Maroone’s critique reflects a fundamental dispute about corporate structure and brand identity. Scout insists that it is a distinct brand with its own business model, but dealers counter that financial backing from Volkswagen and deep operational ties make that distinction superficial. They argue that allowing a manufacturer-backed brand to bypass the dealer network sets a worrying precedent that could unravel protections franchisees rely on.
An Existential Battle for the Franchise System
Image Credit: Scout.
The Colorado decision is especially significant because the state boasts one of the strongest electric vehicle markets in the country, with roughly 27 percent of all vehicle sales being electric. Federal and state incentives have helped fuel demand, though shifts in incentive structures have recently moderated growth. Even in a strong market, dealers feel pressured as new direct sales approaches gain regulatory footholds.
Maroone has proposed that dealers consider a multipronged response that could include litigation, negotiation, and political advocacy. He underscored the value of dealer associations in unifying opposition and leveraging political capital to defend the status quo. In his view, the threat is existential rather than theoretical, with manufacturer-owned direct sales potentially eroding the economic foundations of independent dealers.
The friction goes beyond Colorado. Dealer groups nationwide, including the National Automobile Dealers Association, have pledged to challenge Scout’s direct-to-consumer strategy in courts and statehouses across the country. These challenges echo earlier disputes over Tesla and other electric vehicle makers that have similarly eschewed franchise networks, testing state franchise laws that were drafted long before internet-based sales were possible.

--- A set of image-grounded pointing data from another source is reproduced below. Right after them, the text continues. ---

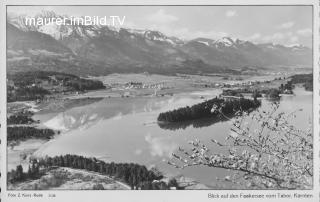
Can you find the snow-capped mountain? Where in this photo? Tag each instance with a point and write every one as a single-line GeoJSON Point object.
{"type": "Point", "coordinates": [125, 49]}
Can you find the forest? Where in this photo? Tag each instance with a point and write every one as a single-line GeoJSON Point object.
{"type": "Point", "coordinates": [20, 118]}
{"type": "Point", "coordinates": [19, 133]}
{"type": "Point", "coordinates": [209, 109]}
{"type": "Point", "coordinates": [33, 85]}
{"type": "Point", "coordinates": [137, 176]}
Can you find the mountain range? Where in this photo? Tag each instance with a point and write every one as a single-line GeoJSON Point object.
{"type": "Point", "coordinates": [100, 50]}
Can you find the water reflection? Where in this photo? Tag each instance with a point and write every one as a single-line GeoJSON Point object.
{"type": "Point", "coordinates": [161, 146]}
{"type": "Point", "coordinates": [193, 123]}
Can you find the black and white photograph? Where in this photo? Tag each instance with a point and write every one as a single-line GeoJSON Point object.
{"type": "Point", "coordinates": [160, 97]}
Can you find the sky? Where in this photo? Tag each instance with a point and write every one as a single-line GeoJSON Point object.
{"type": "Point", "coordinates": [287, 25]}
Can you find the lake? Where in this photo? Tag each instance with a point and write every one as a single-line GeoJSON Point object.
{"type": "Point", "coordinates": [125, 130]}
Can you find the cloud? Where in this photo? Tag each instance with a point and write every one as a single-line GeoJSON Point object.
{"type": "Point", "coordinates": [285, 38]}
{"type": "Point", "coordinates": [254, 37]}
{"type": "Point", "coordinates": [162, 17]}
{"type": "Point", "coordinates": [305, 32]}
{"type": "Point", "coordinates": [231, 13]}
{"type": "Point", "coordinates": [286, 25]}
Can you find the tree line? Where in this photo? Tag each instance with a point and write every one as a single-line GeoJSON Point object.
{"type": "Point", "coordinates": [29, 85]}
{"type": "Point", "coordinates": [306, 79]}
{"type": "Point", "coordinates": [137, 176]}
{"type": "Point", "coordinates": [205, 109]}
{"type": "Point", "coordinates": [20, 118]}
{"type": "Point", "coordinates": [19, 133]}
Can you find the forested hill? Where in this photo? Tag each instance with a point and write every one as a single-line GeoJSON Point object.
{"type": "Point", "coordinates": [32, 85]}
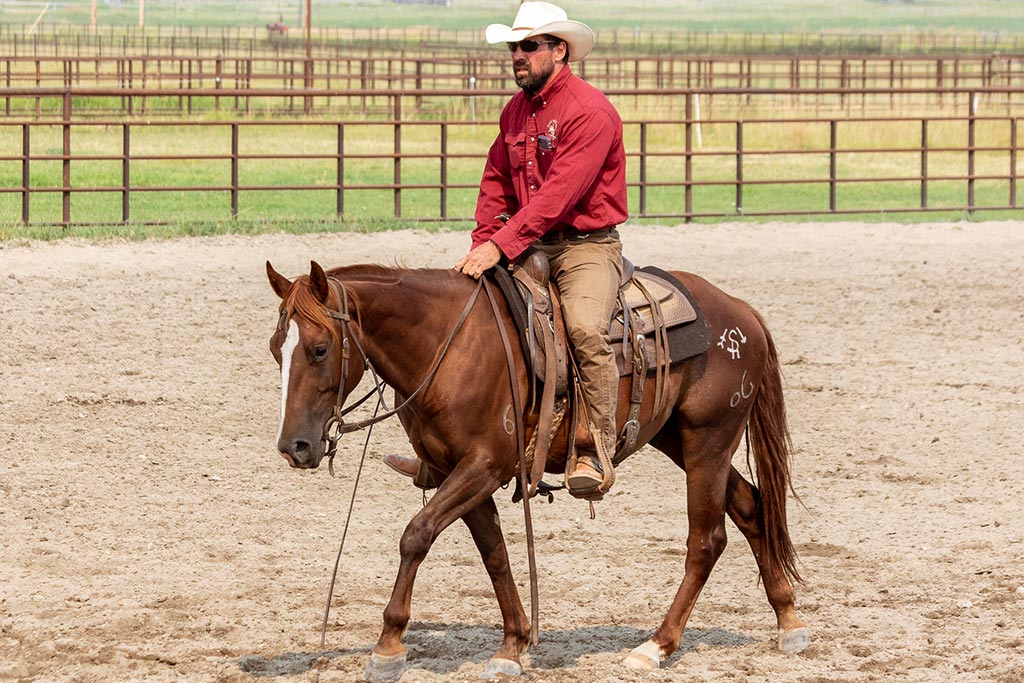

In some states, dealers have already escalated their opposition into litigation. For example, in Florida, Volkswagen and Audi dealers filed a lawsuit claiming Scout’s direct sales violated state law by accepting deposits for vehicles not yet in production. They contended that taking deposits constituted sales under state definitions and sought injunctions to halt the practice. The dispute underscored how legal interpretations of sales activity vary widely across states.
A Battle Over the Future of Car Buying
Scout’s supporters argue that the direct model aligns with evolving consumer expectations shaped by online retail and digital services. They contend that eliminating intermediaries can reduce friction and cost while offering buyers a more transparent experience. Scout’s leadership has expressed optimism about consumer demand for its Terra pickup and Traveler SUV, even as dealer pushback grows.
At its core, the conflict encapsulates a broader industry transformation. Traditional dealers emphasize their local economic impact and service capacity. Direct-to-consumer proponents highlight efficiency and modern customer engagement. As Scout and similar brands expand, the legal, economic, and political wrangling will likely continue, shaping how Americans buy vehicles in the decades ahead.